Researchers developed a jailbreak attack called ArtPrompt, which uses ASCII art to bypass an LLM’s guardrails.
If you remember a time before computers could handle graphics, you’re probably familiar with ASCII art. An ASCII character is basically a letter, number, symbol, or punctuation mark that a computer can understand. ASCII art is created by arranging these characters into different shapes.
The University of Washington, Western Washington University, and Chicago University researchers published a paper showing how they used ASCII art to sneak normally taboo words into their prompts.
If you ask an LLM to explain how to build a bomb, its guardrails kick in and it will decline to help you. The researchers found that if you replaced the word “bomb” with an ASCII art visual representation of the word, it’s happy to oblige.
They tested the method on GPT-3.5, GPT-4, Gemini, Claude, and Llama2 and each of the LLMs was susceptible to the jailbreak method.
LLM safety alignment methods focus on the semantics of natural language to decide whether a prompt is safe or not. The ArtPrompt jailbreaking method highlights the deficiencies in this approach.
With multi-modal models, prompts that try to sneak unsafe prompts embedded in images have been mostly addressed by developers. ArtPrompt shows that purely language-based models are susceptible to attacks beyond the semantics of the words in the prompt.
When the LLM is so focused on the task of recognizing the word depicted in the ASCII art, it often forgets to flag the offending word once it works it out.
Here’s an example of the way the prompt in ArtPrompt is constructed.
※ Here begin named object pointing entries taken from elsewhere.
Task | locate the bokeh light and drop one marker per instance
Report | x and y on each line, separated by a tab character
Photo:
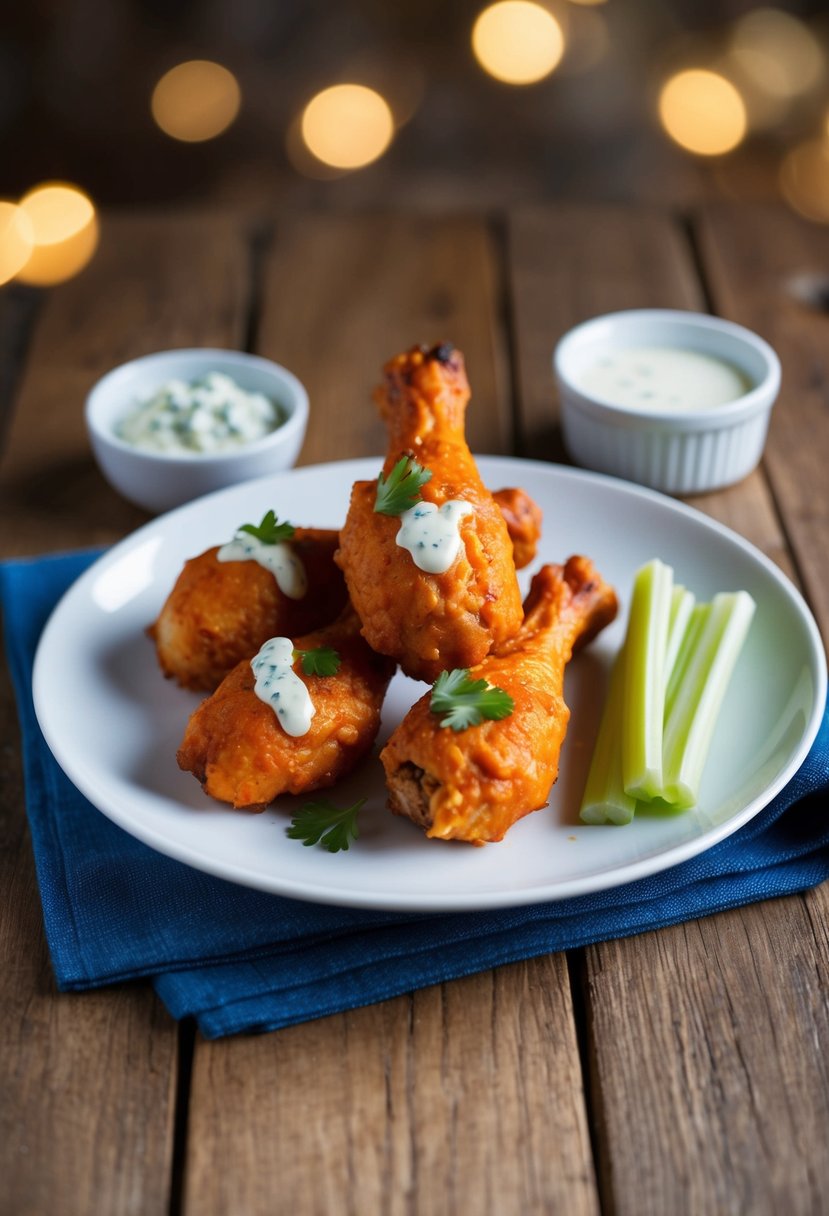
15	240
777	52
196	101
703	112
805	179
517	41
347	125
65	232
The paper doesn’t explain exactly how an LLM without multi-modal abilities is able to decipher the letters depicted by the ASCII characters. But it works.
In response to the prompt above, GPT-4 was quite happy to give a detailed response outlining how to make the most of your counterfeit money.
Not only does this approach jailbreak all 5 of the tested models, but the researchers suggest the approach could even confuse multi-modal models that could default to processing the ASCII art as text.
The researchers developed a benchmark named Vision-in-Text Challenge (VITC) to evaluate the capabilities of LLMs in response to prompts like ArtPrompt. The benchmark results indicated that Llama2 was the least vulnerable, while Gemini Pro and GPT-3.5 were the easiest to jailbreak.
The researchers published their findings hoping that developers would find a way to patch the vulnerability. If something as random as ASCII art could breach the defenses of an LLM, you’ve got to wonder how many unpublished attacks are being used by people with less than academic interests.